"It’s funny how you can tell me how I get hit and how my body is supposed to react. I didn’t know the league office was that smart when it came to body movements. I’m not sure if they took kinesiology for their positions to tell you how your body is going to react when you get hit in a certain position. Or you go up and you have guys who jump to the ceiling. A lot of these guys that make the rules can’t touch the rim, yet they tell you how you’re way up there in the air which way your body [is supposed to go].
I don’t understand that. That’s like me going in there and saying, ‘Hey, you did something on your paperwork wrong.’ I don’t know what your paperwork looks like. But it is what it is ... Let them keep telling people how their body reacts, I guess. They need to go take a few more kinesiology classes, though. Maybe they can take a taping class or functional movement classes. Let me know how the body works, because clearly mine don’t work the right way."
"While I don’t think there is necessarily malintent on the part of Draymond, there appears to be a level of carelessness to his motions and I will tell you why. Jumping requires upward propulsion and because muscles cannot push, they only pull, all of the effort through the kinetic chain should be focused on extending through the posterior chain. In other words, it is mechanically counterproductive to lift a leg in the middle or end of a jump. If you really think about it, lifting the thigh at the peak of a jump would only inhibit ones action of momentum. If you are trying to get up, lifting your leg through the psoas and or quad/ITB is working against your jumping musculature.
In regards to some of his lunging, the same principles apply. Lateral movement requires a reach outward and away with the leg. Unlike soccer, where the leg may be reaching for a ball in the air, basketball players move laterally along the floor to either block the lane or catch/throw/fake with the ball. For Draymond to lift his leg into the air, high enough to hit another player, is not kinesthetically sound.
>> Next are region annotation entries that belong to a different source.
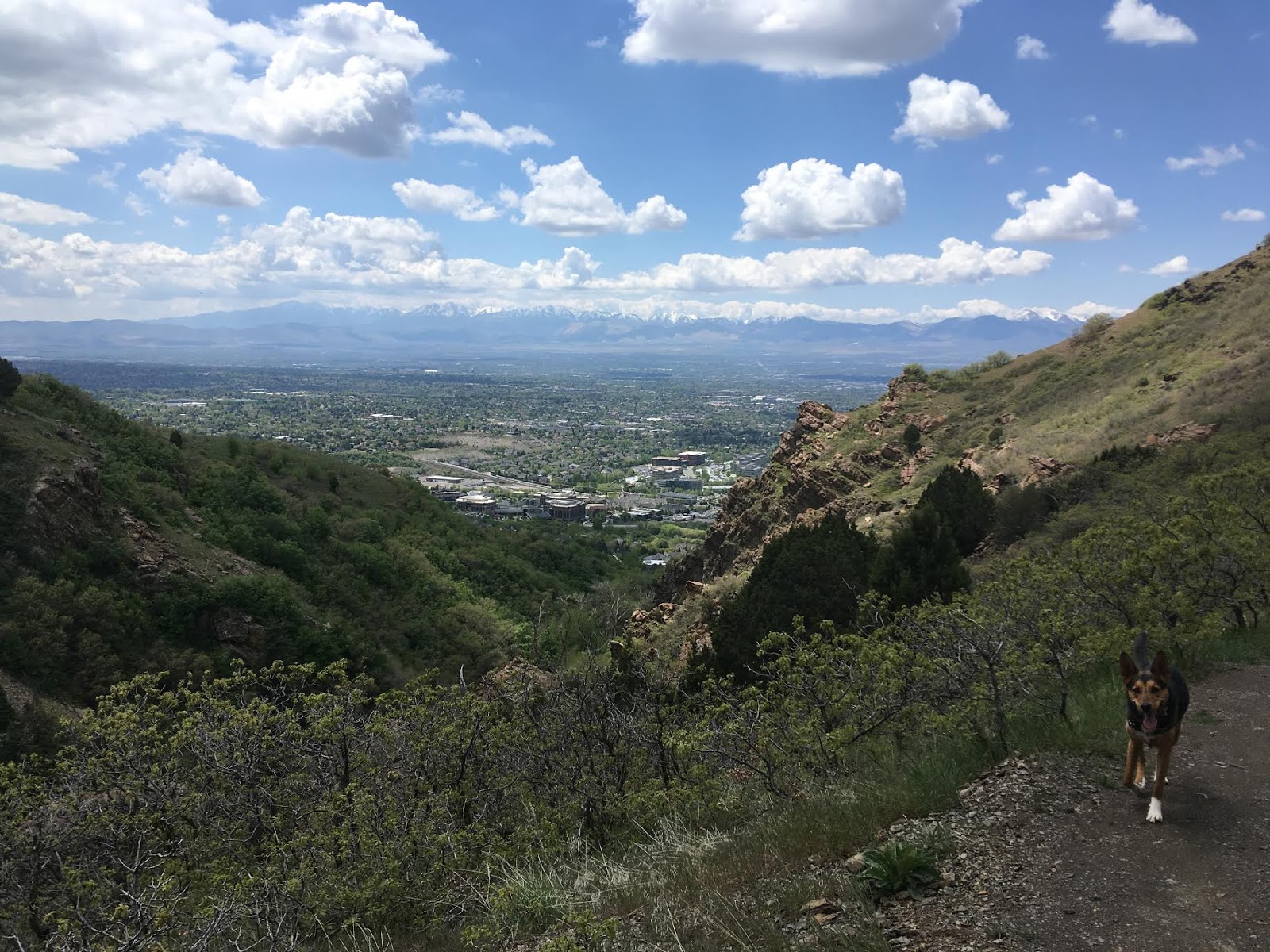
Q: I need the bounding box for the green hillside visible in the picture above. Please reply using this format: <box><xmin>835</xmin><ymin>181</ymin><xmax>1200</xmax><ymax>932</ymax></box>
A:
<box><xmin>663</xmin><ymin>244</ymin><xmax>1270</xmax><ymax>598</ymax></box>
<box><xmin>0</xmin><ymin>376</ymin><xmax>639</xmax><ymax>704</ymax></box>
<box><xmin>0</xmin><ymin>250</ymin><xmax>1270</xmax><ymax>952</ymax></box>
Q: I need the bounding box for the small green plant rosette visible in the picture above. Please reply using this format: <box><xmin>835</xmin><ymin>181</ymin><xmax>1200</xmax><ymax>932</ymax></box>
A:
<box><xmin>860</xmin><ymin>840</ymin><xmax>940</xmax><ymax>897</ymax></box>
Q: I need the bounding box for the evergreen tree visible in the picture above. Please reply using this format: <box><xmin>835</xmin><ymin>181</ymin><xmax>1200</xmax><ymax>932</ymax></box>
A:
<box><xmin>916</xmin><ymin>466</ymin><xmax>995</xmax><ymax>557</ymax></box>
<box><xmin>711</xmin><ymin>516</ymin><xmax>876</xmax><ymax>678</ymax></box>
<box><xmin>872</xmin><ymin>506</ymin><xmax>970</xmax><ymax>607</ymax></box>
<box><xmin>0</xmin><ymin>357</ymin><xmax>21</xmax><ymax>400</ymax></box>
<box><xmin>904</xmin><ymin>423</ymin><xmax>922</xmax><ymax>453</ymax></box>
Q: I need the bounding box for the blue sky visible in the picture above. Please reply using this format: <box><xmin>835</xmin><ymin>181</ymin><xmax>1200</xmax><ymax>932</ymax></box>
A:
<box><xmin>0</xmin><ymin>0</ymin><xmax>1270</xmax><ymax>321</ymax></box>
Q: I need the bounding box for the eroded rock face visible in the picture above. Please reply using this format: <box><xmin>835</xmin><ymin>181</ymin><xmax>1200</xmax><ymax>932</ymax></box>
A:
<box><xmin>1143</xmin><ymin>423</ymin><xmax>1217</xmax><ymax>447</ymax></box>
<box><xmin>21</xmin><ymin>459</ymin><xmax>103</xmax><ymax>561</ymax></box>
<box><xmin>198</xmin><ymin>607</ymin><xmax>264</xmax><ymax>664</ymax></box>
<box><xmin>658</xmin><ymin>401</ymin><xmax>925</xmax><ymax>599</ymax></box>
<box><xmin>1022</xmin><ymin>455</ymin><xmax>1076</xmax><ymax>486</ymax></box>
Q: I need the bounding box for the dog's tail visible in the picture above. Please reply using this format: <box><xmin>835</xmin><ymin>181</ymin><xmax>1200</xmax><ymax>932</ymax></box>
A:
<box><xmin>1133</xmin><ymin>632</ymin><xmax>1151</xmax><ymax>671</ymax></box>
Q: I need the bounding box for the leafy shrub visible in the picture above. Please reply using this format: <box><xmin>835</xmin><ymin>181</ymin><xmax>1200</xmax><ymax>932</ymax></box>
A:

If you ask me, it’s careless.
Everyone is expected to avoid dangerous activity on the court and Draymond is not going to be able to use kinesiology as an excuse to bring his legs into the air in the middle of a jump or lunge, especially when it holds back his own game in some ways."
Wait just a damn minute here. Are we positive that this body expert isn't just an "expert" in the same way that literally everyone that was hired from ESPN to improve the dwindling ratings at FS1 is a sports expert? I guess what I am asking is if we can say - with absolute certainly - that "hot take culture" hasn't infiltrated other, fact based aspects of society? I really hope that it has, because I would be flat out floored if I found out that an NBA player inaccurately referenced a very specific branch of science that he Googled five minutes prior when trying to justify his repetitive kicks to the nether regions and extremities of his peers. I shudder to think of the alternative if the man who is basically calling Draymond Green a liar based on a highly decorated history of analyzing the intricate movements of the human body isn't just a butt-hurt Clippers fan that's trying to make him look bad. It terrifies me to say this, but if science can't explain why Draymond Green wildly flails his leg high in the direction of his opposition whenever someone comes within six inches of him then an all-too-scary truth is upon us.
It bears consideration that modern science - a trade that has been incessantly studied over the course of centuries - is....::aubible gasp:...WRONG. When it comes to how homo sapien limbs inherently react when the person they are attached to launches themselves straight up in the air, Draymond Green is an exception to the rule. Might be time to recall a few million textbooks, because the scholars that authored them did so before they came across the curious case of the only professional athlete that can't stop himself from punting people in the head, dick, and ass.